Этот аспект биографии Джона Николсона притягивал болезненное любопытство многих «прогрессивных» историков, писавших после Второй Мировой и падения Империи, и склонных к развенчанию былых кумиров. В наш испорченный и извращенный век простого факта отсутствия у активного и здорового мужчины каких-либо известных связей и ассоциаций с женщинами – а у Николсона они действительно отсутствуют напрочь, если не считать его мать и сестер – оказывается достаточно, чтобы заподозрить его в гомосексуализме. Далеко идущие выводы делаются из совершенно естественно смотрящихся в викторианском культурном контексте, но кажущихся подозрительными современным любителям «жареного» фактов близкой дружбы Николсона с коллегами и последователями-пуштунами – в частности, с тем же Мухаммадом Хайят Ханом. Очевидно, нормальная мужская дружба соратников по оружию трудно постижима для логики журналиста, привыкшего копаться в грязном белье современных «звезд».

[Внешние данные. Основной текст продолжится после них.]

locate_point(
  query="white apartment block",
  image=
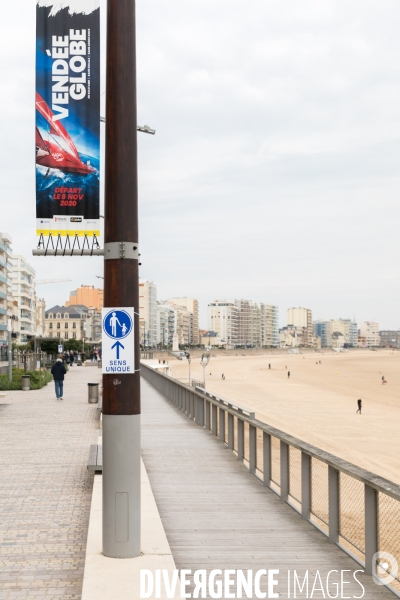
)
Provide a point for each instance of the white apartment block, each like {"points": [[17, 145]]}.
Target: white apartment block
{"points": [[148, 313], [24, 292], [192, 306], [173, 319], [269, 325], [66, 322], [7, 306], [370, 331], [244, 323], [331, 331], [301, 317], [222, 317]]}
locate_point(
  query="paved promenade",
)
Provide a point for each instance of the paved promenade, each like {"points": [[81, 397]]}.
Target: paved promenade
{"points": [[218, 516], [45, 488]]}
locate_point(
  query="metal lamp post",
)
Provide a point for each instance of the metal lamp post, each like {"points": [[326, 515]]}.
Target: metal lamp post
{"points": [[205, 359], [9, 330]]}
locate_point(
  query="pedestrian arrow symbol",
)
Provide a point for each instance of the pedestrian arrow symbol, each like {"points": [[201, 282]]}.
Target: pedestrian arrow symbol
{"points": [[118, 340], [117, 346]]}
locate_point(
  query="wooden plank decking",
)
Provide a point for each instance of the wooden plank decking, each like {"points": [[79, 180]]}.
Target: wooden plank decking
{"points": [[218, 516]]}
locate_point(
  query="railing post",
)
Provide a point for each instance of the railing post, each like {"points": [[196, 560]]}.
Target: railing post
{"points": [[267, 458], [230, 431], [214, 420], [240, 439], [252, 448], [208, 416], [199, 411], [284, 470], [222, 424], [191, 396], [333, 484], [371, 528], [305, 486]]}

Был ли Николсон гомосексуалистом? Вряд ли. Для этого он был слишком религиозным – и притом, искренне религиозным – и слишком мужественным человеком. Скорее, он просто был «женат на своей работе» - в буквальном смысле этого слова. Работа поглощала все его силы, все внимание, энергию и время. Почему он так и не смог жениться за время своего отпуска, нам может помочь понять оставшаяся от того периода его фотография – ранний, но довольно качественный для своего времени дагерротип, который он сделал для матери на память, собираясь уезжать обратно к месту службы. С портрета на нас – вернее, мимо нас, немного в сторону – смотрит удивительно молодой человек, сущий мальчишка. Он явно неловко чувствует себя гладко выбритым, без своей индийской бороды, и выглядит немного потерянным и смущенным, «не в своей тарелке». Трудно поверить, что это тот самый человек, который брал форт Атток во главе крошечного отряда самоубийц, лично рубил головы разбойникам и заставлял мятежного пуштунского вождя ползать перед ним в пыли. Складывается впечатление, что он просто не вписался обратно в мирную и цивилизованную жизнь родного Лисбёрна. Вернувшись домой, он вдруг обнаружил, что он здесь чужой, что у него нет больше общего языка с окружающими людьми. Он «отбыл» свой отпуск, как отбывают свой срок ссыльные, и при первой возможности сбежал – назад, в Индию.